Proje kredisi alanlar, Dünya Bankası’nın kendi ihale ve usulünü uygulamak zorundadır. Uygulamada ithalat zorunluluğu da var. Banka projenin her aşamasında müdahale eder.
Bu nedenlerle bu kredilerin faydası; Türkiye, kamu özel iş birliğinde olduğu gibi keyfi ve tartışılan yatırım maliyet hesabı yapamayacak. Özel sektör kredisi de hükûmet aracılığı ile verilecektir.
Bu krediler Türkiye’nin döviz ihtiyacına kısmen çare olur. Ancak ithalat zorunluluğu nedeni ile Türkiye bu 18 milyar doların tamamını döviz sorunu için kullanamayacaktır.
Bu krediler istikrar sağlar mı?
Dünya Bankası kredileri 2024-2028 yıllarını kapsıyor.
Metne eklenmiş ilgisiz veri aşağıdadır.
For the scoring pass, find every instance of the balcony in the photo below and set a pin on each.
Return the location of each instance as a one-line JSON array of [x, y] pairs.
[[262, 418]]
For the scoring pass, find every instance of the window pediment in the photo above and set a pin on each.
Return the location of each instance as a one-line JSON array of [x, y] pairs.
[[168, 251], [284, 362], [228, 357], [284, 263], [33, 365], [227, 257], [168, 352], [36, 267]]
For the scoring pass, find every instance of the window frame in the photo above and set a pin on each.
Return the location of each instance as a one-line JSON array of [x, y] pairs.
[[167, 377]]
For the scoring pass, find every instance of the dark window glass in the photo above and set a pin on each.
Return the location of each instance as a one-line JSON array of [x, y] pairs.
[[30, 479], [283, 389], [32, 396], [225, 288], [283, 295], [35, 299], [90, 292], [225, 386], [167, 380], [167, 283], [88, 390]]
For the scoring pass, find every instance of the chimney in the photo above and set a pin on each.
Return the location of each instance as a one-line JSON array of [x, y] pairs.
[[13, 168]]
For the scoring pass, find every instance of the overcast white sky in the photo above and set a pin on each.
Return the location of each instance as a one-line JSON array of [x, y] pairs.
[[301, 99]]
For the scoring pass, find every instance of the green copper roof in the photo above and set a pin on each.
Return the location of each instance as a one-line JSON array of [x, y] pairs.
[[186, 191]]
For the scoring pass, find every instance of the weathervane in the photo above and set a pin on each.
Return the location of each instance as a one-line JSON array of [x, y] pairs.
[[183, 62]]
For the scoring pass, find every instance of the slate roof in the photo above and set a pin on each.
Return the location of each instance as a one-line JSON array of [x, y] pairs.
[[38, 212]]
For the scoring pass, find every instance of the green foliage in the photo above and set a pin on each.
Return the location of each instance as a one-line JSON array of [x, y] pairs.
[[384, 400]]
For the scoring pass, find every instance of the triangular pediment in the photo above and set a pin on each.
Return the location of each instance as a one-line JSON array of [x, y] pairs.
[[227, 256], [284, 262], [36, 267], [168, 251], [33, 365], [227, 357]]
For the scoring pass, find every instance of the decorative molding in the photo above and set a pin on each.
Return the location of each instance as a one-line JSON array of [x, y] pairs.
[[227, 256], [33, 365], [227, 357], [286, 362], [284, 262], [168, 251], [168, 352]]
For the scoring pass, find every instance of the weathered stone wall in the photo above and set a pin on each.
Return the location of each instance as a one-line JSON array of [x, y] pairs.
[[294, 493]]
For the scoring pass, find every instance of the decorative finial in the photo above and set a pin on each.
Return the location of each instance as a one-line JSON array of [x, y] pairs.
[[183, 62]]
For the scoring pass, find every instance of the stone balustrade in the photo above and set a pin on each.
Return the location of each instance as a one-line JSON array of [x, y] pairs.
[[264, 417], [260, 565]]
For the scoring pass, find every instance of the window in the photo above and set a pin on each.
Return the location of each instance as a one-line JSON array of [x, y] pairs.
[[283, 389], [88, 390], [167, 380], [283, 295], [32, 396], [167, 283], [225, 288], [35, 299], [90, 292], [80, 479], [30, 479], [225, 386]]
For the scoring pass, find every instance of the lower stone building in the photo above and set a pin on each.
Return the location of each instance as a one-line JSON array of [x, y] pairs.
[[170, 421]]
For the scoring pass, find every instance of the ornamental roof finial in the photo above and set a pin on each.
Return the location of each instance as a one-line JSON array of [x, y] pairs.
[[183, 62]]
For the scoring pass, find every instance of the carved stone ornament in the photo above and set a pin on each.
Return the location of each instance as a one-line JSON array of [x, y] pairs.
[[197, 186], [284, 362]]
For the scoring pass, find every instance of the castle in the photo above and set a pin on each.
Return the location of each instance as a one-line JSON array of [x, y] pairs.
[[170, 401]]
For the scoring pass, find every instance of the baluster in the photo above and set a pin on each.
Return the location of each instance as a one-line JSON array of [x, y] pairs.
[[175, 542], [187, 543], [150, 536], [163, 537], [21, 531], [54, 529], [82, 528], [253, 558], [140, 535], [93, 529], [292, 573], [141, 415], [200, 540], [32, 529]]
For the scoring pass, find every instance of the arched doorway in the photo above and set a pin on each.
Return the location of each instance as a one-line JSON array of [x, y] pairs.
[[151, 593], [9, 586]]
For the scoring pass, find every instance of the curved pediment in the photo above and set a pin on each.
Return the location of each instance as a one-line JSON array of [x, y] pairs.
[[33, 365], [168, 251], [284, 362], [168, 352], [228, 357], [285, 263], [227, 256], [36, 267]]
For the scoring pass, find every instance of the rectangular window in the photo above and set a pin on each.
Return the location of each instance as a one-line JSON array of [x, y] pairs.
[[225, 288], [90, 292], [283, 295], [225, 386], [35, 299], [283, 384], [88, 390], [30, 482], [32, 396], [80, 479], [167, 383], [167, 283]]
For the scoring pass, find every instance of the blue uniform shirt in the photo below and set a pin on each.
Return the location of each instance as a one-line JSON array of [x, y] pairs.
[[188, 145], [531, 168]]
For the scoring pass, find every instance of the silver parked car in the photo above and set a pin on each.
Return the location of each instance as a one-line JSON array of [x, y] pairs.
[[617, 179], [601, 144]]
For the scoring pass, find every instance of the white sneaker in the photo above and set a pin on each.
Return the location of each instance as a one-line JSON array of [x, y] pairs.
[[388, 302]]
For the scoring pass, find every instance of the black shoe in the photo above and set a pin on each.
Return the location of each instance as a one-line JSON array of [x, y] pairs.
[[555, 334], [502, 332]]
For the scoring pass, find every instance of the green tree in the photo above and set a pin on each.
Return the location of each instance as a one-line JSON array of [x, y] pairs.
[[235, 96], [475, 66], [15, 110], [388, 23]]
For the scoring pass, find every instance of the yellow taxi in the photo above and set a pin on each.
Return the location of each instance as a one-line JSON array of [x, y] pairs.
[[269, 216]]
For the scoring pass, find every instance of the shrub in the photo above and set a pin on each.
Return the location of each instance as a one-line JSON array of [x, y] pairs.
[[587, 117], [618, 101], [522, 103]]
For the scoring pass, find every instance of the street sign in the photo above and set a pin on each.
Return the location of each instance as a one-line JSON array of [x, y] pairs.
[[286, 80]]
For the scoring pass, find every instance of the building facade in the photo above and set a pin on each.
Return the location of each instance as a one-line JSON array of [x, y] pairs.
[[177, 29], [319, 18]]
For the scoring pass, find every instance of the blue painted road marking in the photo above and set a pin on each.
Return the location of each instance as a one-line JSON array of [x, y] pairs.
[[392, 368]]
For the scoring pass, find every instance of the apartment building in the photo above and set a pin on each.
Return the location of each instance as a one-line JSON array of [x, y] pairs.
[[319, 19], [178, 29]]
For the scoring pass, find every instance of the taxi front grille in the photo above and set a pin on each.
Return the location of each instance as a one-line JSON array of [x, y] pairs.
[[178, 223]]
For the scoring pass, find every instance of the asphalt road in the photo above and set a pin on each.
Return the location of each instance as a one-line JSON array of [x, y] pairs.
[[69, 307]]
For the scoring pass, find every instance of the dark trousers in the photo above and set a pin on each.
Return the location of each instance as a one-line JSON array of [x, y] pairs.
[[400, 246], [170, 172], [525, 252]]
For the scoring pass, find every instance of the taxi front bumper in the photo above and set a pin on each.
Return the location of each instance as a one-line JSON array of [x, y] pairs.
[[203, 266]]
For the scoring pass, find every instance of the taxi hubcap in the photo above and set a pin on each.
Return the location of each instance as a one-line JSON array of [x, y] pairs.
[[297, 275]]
Dahası yatırım projelerinin tamamının kabul edilip, edilmeyeceği de belli değil. Bu projeler ne zaman biter ve ne oranda gerçekleşir? belli değil.
Oysaki IMF’ye gitmiş olsaydık, stand-by düzenlemesi ile doğrudan ve daha düşük faizle borç alabilirdik. Artı IMF, diğer krediler ve yabancı yatırım sermayesi için çıpa olurdu. Dünya Bankası’nın çıpa olma özelliği yoktur.
Buna rağmen Mehmet Şimşek büyük iş yapmış gibi, AK Parti’nin algı politikasını aynen kullanıyor. Dünya Bankası’ndan borç para almayı meziyetmiş gibi pazarlıyor.
Türkiye neden IMF’ye gitmedi?
Nedenini Gazeteci Sedat Bozkurt, Kısa Dalga'daki yazısında aktardı.
Hazine ve Maliye Bakanı Mehmet Şimşek'in kendisine yöneltilen, Dünya Bankası'ndan temin edilen kredi sorusuna "Bizimkini biliyorsunuz IMF’yi sevmiyor, IMF sözünü duymak bile istemiyor, ondan hoşlanmıyor. Bizimkilerin IMF’ye bakışı hep olumsuz o nedenle kaynak arayışında Dünya Bankası’nı tercih ediyoruz” dediğini aktardı.
Sonuç; Nereden bakarsak bakalım, bugünkü ekonomi yönetimi AK Parti’nin 22 yıldır yaptığı algı operasyonu ve beklentileri yönetmek yolundadır. Rasyonel politikalardan çok uzaktır. Bu kadrolarla ekonomik istikrar sorunu çözülemez.